Devin Allen first rose to fame in 2015, when his photograph of the Baltimore uprising that followed the death of Freddie Gray at the hands of police was published on the cover of Time magazine. Since then Allen has continued to photograph the fight for social justice in his hometown of Baltimore, creating work that is not only a tribute to Black resistance but also a celebration of his community. Demonstrating his deep commitment and unwavering pride, his decade-long body of work serves as more than documentation—it confronts myths and brings into view what has been made invisible. Central to much of Allen’s work is a reconsideration of Black representation. His photographs, many of them created collaboratively with his subjects, serve as a call for self-realization that allows for complexity, tension, and contradiction.
This book, awarded the 2023 Gordon Parks Foundation / Steidl Book Prize, includes more than 100 of Allen’s photographs, spanning 2015–2023, many of them never published before. Conceived as a personal narrative about what Allen has called “the texture of us,” the book encompasses formal portraits, images of protests and street scenes. These images are presented alongside texts by Darnell L. Moore, Salamishah Tillet, and D. Watkins.
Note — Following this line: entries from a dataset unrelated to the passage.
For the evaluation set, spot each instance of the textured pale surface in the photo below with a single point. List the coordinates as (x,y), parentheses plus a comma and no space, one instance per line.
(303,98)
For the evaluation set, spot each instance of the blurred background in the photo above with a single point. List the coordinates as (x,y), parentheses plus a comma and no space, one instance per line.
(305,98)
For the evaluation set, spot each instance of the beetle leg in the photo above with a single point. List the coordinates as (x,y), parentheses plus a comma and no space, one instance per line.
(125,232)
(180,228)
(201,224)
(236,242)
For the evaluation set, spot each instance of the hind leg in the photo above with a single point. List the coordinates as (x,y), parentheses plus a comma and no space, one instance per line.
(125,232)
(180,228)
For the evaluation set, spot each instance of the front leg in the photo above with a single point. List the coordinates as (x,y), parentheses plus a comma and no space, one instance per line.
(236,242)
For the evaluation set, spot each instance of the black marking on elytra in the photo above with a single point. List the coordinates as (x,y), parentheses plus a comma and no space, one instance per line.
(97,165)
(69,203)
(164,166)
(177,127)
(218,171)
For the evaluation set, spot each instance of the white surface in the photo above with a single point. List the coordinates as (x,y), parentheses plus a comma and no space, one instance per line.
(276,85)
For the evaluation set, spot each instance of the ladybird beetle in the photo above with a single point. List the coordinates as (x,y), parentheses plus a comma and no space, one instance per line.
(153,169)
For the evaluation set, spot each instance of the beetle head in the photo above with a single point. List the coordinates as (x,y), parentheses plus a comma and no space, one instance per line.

Devin Allen was born and raised in West Baltimore. A self-taught artist, he gained national attention when his photograph of the 2015 Baltimore uprising after the death of Freddie Gray was published on the May cover of Time that year—only the third time the magazine had featured the work of an amateur photographer on its cover. Five years later, after the deaths of George Floyd, Tony McDade, and Breonna Taylor, Time used another of Allen’s photographs on its cover, this one of a Black Trans Lives Matter protest. Allen was awarded the first Gordon Parks Foundation Fellowship in Art in 2017. That same year, he was nominated for an NAACP Image Award as a debut author for his book A Beautiful Ghetto. His second book, No Justice, No Peace: From the Civil Rights Movement to Black Lives Matter, was released in 2022 and won Nautilus Book Awards in three categories. His photographs have been published in New York magazine, The New York Times, The New Yorker, The Washington Post, i-D magazine, and Aperture, and are in the permanent collections of the National Museum of African American History and Culture in Washington, D.C., the Reginald F. Lewis Museum in Baltimore, the Jule Collins Smith Museum of Fine Art at Auburn University, and the Studio Museum in Harlem. Founder of Through Their Eyes, a youth photography educational program, he is the recipient of an award for dynamic leadership in the arts and activism from the Maryland Commission on African American History and Culture. Allen lives and works in Baltimore.